Prawdę mówiąc nie potrzebowała jego uznania, które dostrzegła przez tę krótką chwilę w zwykle beznamiętnych oczach. Nie chciała uznania od niego. Przez ten czas współpracy wyrobiła sobie opinię. Wiedziała, że choć był genialnym uzdrowicielem, to z Gallagherem jako człowiekiem nie chciała mieć absolutnie nic do czynienia. Sama nie była idealna, ba! można było jej naprawę wiele zarzucić. A jednak nawet ona nie potrafiła zrozumieć jakim cudem tak nadęty i obcesowy czarodziej mógł stać się jakimś medycznym autorytetem. Umiejętności uzdrowicielskie były jednym, kompetencje miękkie drugim. Jej zdaniem ludzie pokroju Cilliana nie powinni mieć do czynienia z pacjentami, a już na pewno nie tak trudnymi pacjentami, jakim okazał się ten młody chłopak. Rzecz jasna wszystkie te myśli zachowała dla siebie, ale jej irytacja rosła z każdą kolejną chwilą.
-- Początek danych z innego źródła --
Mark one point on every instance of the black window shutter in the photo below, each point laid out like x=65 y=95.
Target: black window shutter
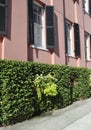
x=3 y=17
x=77 y=40
x=50 y=40
x=90 y=7
x=30 y=22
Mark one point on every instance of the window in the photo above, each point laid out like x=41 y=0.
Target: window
x=69 y=39
x=87 y=47
x=77 y=40
x=3 y=17
x=40 y=25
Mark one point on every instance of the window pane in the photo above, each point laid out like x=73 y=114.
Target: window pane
x=2 y=18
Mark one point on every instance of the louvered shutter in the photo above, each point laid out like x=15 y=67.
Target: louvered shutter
x=3 y=17
x=66 y=47
x=77 y=40
x=50 y=40
x=90 y=7
x=30 y=22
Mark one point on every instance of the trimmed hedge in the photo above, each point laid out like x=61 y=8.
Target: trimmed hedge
x=18 y=96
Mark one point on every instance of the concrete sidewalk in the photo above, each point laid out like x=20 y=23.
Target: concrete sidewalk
x=74 y=117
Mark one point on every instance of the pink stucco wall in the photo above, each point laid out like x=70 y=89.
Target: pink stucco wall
x=15 y=45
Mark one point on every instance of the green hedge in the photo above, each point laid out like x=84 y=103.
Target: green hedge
x=18 y=96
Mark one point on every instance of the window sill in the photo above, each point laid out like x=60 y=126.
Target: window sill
x=40 y=48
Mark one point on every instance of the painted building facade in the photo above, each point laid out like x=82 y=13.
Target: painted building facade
x=46 y=31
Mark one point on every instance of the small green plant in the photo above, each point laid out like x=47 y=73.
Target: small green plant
x=45 y=85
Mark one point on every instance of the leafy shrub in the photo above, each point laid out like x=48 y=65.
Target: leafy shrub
x=20 y=99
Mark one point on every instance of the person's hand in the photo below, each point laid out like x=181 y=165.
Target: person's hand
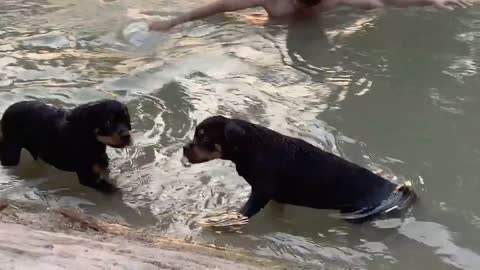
x=160 y=26
x=451 y=4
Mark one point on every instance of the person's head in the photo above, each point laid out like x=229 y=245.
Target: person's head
x=308 y=3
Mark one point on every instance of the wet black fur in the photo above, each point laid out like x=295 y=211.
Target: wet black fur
x=64 y=139
x=290 y=170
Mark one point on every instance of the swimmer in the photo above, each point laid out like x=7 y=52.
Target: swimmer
x=282 y=8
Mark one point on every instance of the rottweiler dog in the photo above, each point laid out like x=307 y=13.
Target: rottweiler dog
x=70 y=140
x=293 y=171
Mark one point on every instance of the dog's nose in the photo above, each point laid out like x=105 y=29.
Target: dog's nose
x=187 y=147
x=125 y=136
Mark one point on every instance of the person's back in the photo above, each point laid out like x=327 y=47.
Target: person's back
x=281 y=8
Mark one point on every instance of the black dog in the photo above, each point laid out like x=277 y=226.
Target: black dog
x=73 y=140
x=290 y=170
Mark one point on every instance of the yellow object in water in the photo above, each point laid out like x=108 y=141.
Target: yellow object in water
x=408 y=183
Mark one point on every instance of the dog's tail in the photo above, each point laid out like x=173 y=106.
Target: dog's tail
x=402 y=197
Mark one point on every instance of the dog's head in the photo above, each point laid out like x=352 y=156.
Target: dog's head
x=107 y=120
x=215 y=137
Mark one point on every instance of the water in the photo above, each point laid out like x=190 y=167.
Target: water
x=394 y=91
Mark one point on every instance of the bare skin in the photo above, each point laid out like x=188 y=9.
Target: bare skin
x=281 y=8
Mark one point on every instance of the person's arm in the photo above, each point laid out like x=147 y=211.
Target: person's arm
x=372 y=4
x=219 y=6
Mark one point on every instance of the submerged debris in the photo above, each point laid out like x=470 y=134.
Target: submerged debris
x=229 y=220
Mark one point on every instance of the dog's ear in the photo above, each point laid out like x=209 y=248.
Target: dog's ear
x=233 y=132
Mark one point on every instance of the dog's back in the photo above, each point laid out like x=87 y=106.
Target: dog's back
x=308 y=176
x=30 y=119
x=32 y=125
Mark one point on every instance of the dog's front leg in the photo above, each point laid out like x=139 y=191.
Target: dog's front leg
x=255 y=203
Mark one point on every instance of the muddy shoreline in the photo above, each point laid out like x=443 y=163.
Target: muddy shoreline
x=66 y=239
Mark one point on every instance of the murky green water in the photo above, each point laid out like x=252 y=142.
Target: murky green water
x=395 y=91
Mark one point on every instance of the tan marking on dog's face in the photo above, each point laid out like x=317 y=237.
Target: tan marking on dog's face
x=114 y=140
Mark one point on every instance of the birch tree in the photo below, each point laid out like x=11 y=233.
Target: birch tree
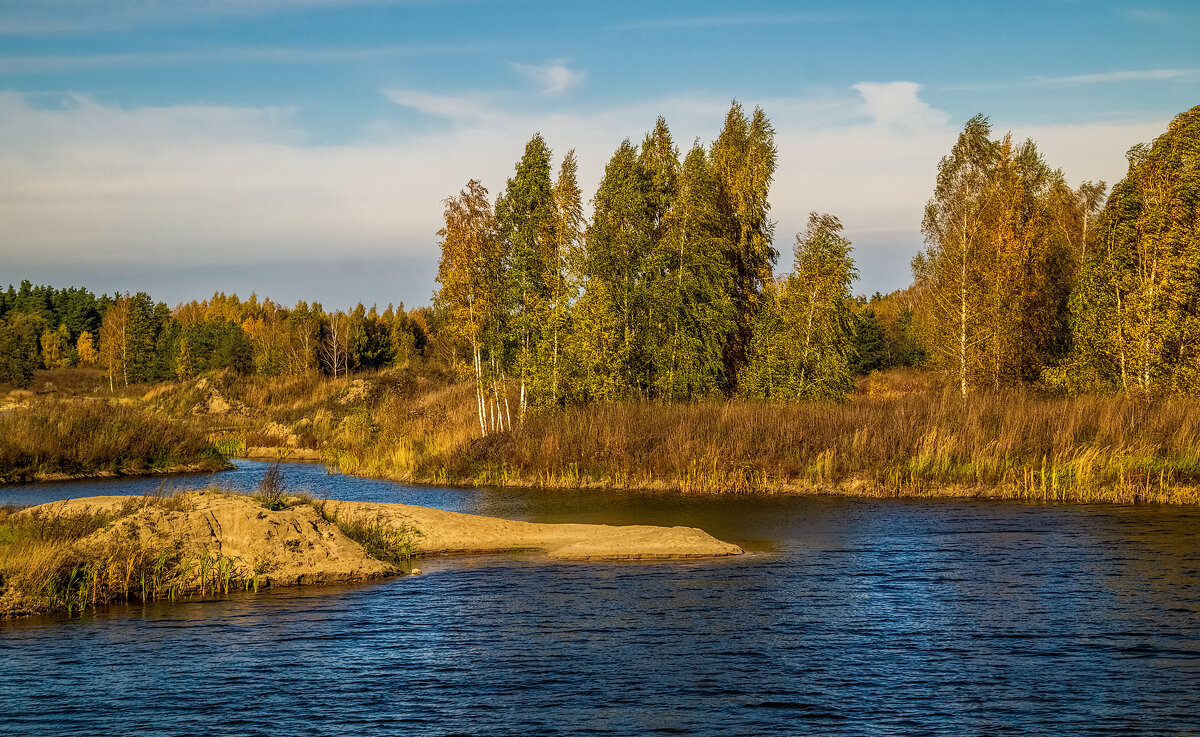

Nie chciała jego uznania, bo doskonale wiedziała – dzięki uprzejmości Fishera – że zmusili go do wzięcia kobiety do zespołu. Choć to ona jako jedyna w tym zespole zdawała się mieć trochę oleju w głowie. Darzyła Fishera nawet czymś na wzór sympatii, ale w obecnej sytuacji denerwował ją tym swoim milczeniem tak samo jak reszta.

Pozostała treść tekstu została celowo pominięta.